Review: Othello

Zoe Barnes 17 January 2019


Othello, the ETG 2018 production, is a play of two halves. Pre-interval, it feels stiff, underdeveloped and strangely under-rehearsed, propped up by a competent Iago. But it vastly improves in the second part of the tragedy, and crescendos towards a satisfying and powerful finale.

The atmosphere was set immediately and competently with an on-stage band, and the conceit of a Jazz bar worked well, with little need for over complicated staging. Unfortunately, the proceedings struck a bad note as the dialogue itself began almost too aggressively and Roderigo wasn’t always comprehensible. As the play went on, his Rik Mayall-esque whining and frenetic energy became more funny and memorable, especially when contrasted with the stiffness of those around him. Aside from an initial few scenes, it was clear that Roderigo was well paired with Iago.

The second half was ridiculously superior to the first, allowing for the cast to shine. If at first it was difficult to deduce whether or not Jordan Julien would crumble under the weight of such a notorious character, his Othello soon grew in strength, becoming threatening, noble and pathetic all at once as he navigated the intrigues of the play. These, of course, culminated in the beautifully conceived, billowing white bed, for which the set designers must be congratulated in making do with what they had.

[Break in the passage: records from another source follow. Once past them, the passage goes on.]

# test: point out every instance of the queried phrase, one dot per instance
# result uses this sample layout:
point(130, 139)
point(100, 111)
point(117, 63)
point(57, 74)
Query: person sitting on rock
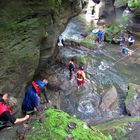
point(131, 40)
point(126, 51)
point(71, 67)
point(30, 102)
point(100, 36)
point(80, 77)
point(6, 104)
point(42, 85)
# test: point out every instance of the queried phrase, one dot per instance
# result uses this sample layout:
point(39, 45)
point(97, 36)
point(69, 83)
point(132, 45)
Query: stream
point(119, 71)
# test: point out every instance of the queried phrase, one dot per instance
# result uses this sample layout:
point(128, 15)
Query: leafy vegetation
point(130, 93)
point(55, 127)
point(116, 128)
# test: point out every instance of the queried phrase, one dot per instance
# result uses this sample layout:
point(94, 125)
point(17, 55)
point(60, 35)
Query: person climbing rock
point(131, 40)
point(71, 67)
point(100, 36)
point(6, 104)
point(43, 88)
point(61, 41)
point(80, 77)
point(31, 100)
point(126, 51)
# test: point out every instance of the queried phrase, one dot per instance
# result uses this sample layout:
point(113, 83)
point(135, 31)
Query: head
point(81, 68)
point(5, 96)
point(45, 81)
point(72, 59)
point(11, 101)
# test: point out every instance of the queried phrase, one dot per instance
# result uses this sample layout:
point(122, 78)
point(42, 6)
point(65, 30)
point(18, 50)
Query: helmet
point(81, 68)
point(41, 83)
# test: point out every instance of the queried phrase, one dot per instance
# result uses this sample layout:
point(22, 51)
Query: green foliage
point(88, 41)
point(111, 31)
point(133, 3)
point(80, 60)
point(54, 127)
point(46, 34)
point(130, 93)
point(116, 128)
point(54, 4)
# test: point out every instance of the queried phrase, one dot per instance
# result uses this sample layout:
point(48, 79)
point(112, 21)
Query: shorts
point(80, 82)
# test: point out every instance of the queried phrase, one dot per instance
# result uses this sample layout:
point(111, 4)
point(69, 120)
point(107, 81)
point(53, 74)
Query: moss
point(116, 128)
point(88, 41)
point(111, 31)
point(134, 3)
point(80, 60)
point(130, 93)
point(54, 127)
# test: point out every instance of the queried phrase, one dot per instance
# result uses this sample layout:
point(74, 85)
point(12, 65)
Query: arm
point(20, 120)
point(45, 95)
point(35, 102)
point(83, 74)
point(8, 117)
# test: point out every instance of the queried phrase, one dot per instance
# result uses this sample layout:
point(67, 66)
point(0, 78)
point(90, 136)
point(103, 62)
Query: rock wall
point(105, 9)
point(27, 27)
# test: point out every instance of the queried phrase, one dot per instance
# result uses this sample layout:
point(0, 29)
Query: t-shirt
point(6, 116)
point(31, 99)
point(99, 34)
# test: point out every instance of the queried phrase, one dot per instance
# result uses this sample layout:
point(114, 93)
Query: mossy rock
point(111, 32)
point(54, 127)
point(133, 4)
point(80, 60)
point(116, 128)
point(88, 41)
point(130, 92)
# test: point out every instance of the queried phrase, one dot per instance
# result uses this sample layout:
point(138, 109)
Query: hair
point(72, 59)
point(11, 100)
point(45, 80)
point(81, 68)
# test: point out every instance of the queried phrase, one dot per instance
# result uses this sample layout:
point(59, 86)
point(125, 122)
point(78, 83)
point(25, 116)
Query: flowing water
point(106, 67)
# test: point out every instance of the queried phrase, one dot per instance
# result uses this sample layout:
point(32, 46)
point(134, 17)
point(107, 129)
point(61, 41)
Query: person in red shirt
point(71, 67)
point(80, 77)
point(6, 104)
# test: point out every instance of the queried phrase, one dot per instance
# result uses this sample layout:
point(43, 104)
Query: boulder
point(110, 99)
point(133, 100)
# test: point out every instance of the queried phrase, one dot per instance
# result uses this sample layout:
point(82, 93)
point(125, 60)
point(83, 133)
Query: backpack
point(35, 86)
point(71, 66)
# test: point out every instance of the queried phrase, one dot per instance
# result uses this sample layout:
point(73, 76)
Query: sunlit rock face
point(105, 9)
point(27, 27)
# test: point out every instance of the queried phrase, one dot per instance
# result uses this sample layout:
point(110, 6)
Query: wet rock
point(133, 100)
point(110, 99)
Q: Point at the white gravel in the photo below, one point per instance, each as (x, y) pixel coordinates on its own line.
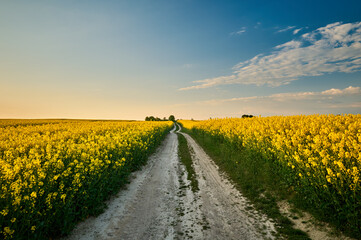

Ella Blackburn’s Desdemona risked looking a little one-note, but grew magnificently post-interval, especially during her scenes with Emilia, where their relationship was touching, humorous and tender in its sincerity. Becky Shepherdson’s Emilia was glorious from beginning to end – a highlight of the production. She brought all the light and shade that such a play requires, and was the only character during the first half who successfully bridged the divide between being both interesting and sympathetic. The relationship between her and Iago was also particularly compelling.

To speak of what went down before the interval isn’t easy, because there were no obvious mistakes. Rather, it felt underwhelming and lifeless at times and, consequently, wasn’t very good, being more like a rehearsal performance where the best scenes were the musical interludes that had little to do with Shakespeare’s text. Iago was the saving grace: neither over elaborate in his speech nor lacking in presence, he carried the production. Bilal Hasna clearly knew his way around a stage and understood where his audience was, which sounds easy but, since so many conversations seemed to happen in the same spot and purely in profile, was not a given.

The main issue is what feels to be a lack of vision or direction, and the fall-out is particularly noticeable when it comes to the supporting cast, where it doesn’t feel as though as much attention had been paid to ensure that they fully embrace their talent or characters. Consequently, they appeared lacking in confidence. While Sara Hazemi showed promise and could certainly turn out a good tune, her duke didn’t always look like she knew what she was doing on the stage. Stiff, staccato and lacking in authority, often in profile, she exhibited Theresa May levels of awkwardness. When contrasted with her Bianca, both felt like caricatures. Emily Beck and Noah Geelan also showed some flair, but they too were perhaps poorly directed and, in their case, differentiated themselves too subtly between the multiple roles they were supposedly interpreting.

If you can get past the weaker beginning, Othello is a production worth seeing. It may also be your one opportunity to see Cassio playing a Casio keyboard, and that’s a jape worth it in itself.